However I still get a Handshake failure. I'll keep investigating, seems to be closer now thanks for all the help!

08:40:44.945 [info] TLS :client: In state :cipher received SERVER ALERT: Fatal - Handshake Failure

08:40:44.946 [warn] [NervesHubLink] error: {:error, %Mint.TransportError{reason: {:tls_alert, {:handshake_failure, 'TLS client: In state cipher received SERVER ALERT: Fatal - Handshake Failure\n'}}}}

@edwardzhou hope my code helps!

[guillego]

Hello!
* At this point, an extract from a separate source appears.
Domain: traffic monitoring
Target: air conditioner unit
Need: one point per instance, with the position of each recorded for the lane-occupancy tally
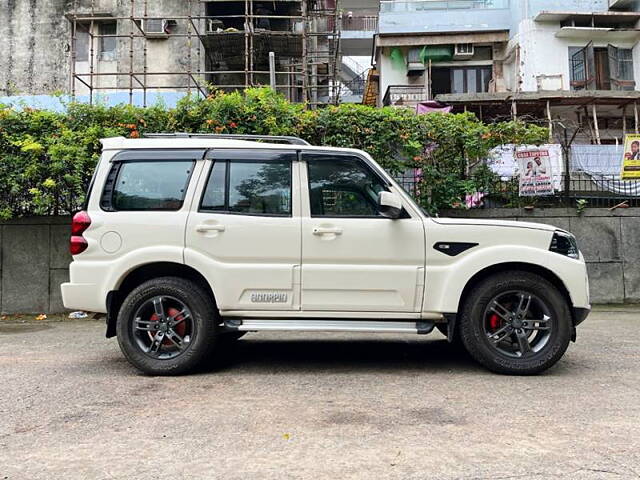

Hope you've all been having great Christmas days! 🎄

I've been trying different things around this over the past few days and can't figure out what else to do 😅

Starting from scratch, steps I followed:

Device root CA

1. Generate an EC Private key for device CA: openssl genrsa -des3 -out nerves_hub_dev_ca.key 2048
2. Sign a device root CA certificate with it: openssl req -x509 -new -nodes -key nerves_hub_dev_ca.key -sha256 -days 1825 -out nerves_hub_dev_rootca.pem
3. Log into nerveshubweb/MyNewOrg/Certificates and follow instructions to generate a verificationCert and upload that and the CA certificate.

Device

1. Generate a device private key openssl ecparam -name prime256v1 -genkey -noout -out device-40928a.pem
2. Create a device certificate signing request openssl req -new -key device-40928a.pem -out device-40928a.csr
3. Self sign my device certificate openssl x509 -req -in device-40928a.csr -CA nerves_hub_dev_rootca.pem -CAkey nerves_hub_dev_ca.key -CAcreateserial -out device-40928a.crt -days 825 -sha256
4. Convert the PEM key, the device certificate and the root CA certificate to DER format (using mix task described in earlier comments, did it also with openssl just in case but the result was the same).
5. Load those into my config.exs:

   
   base_path = "rootfs_overlay/etc/ssl"

cert = File.read!("#{base_path}/nerves_hub_cert.der") key_der = File.read!("#{base_path}/nerves_hub_key.der") cacerts = "#{base_path}/nerves_hub_ca/*.der" |> Path.wildcard() |> Enum.map(&File.read!(&1))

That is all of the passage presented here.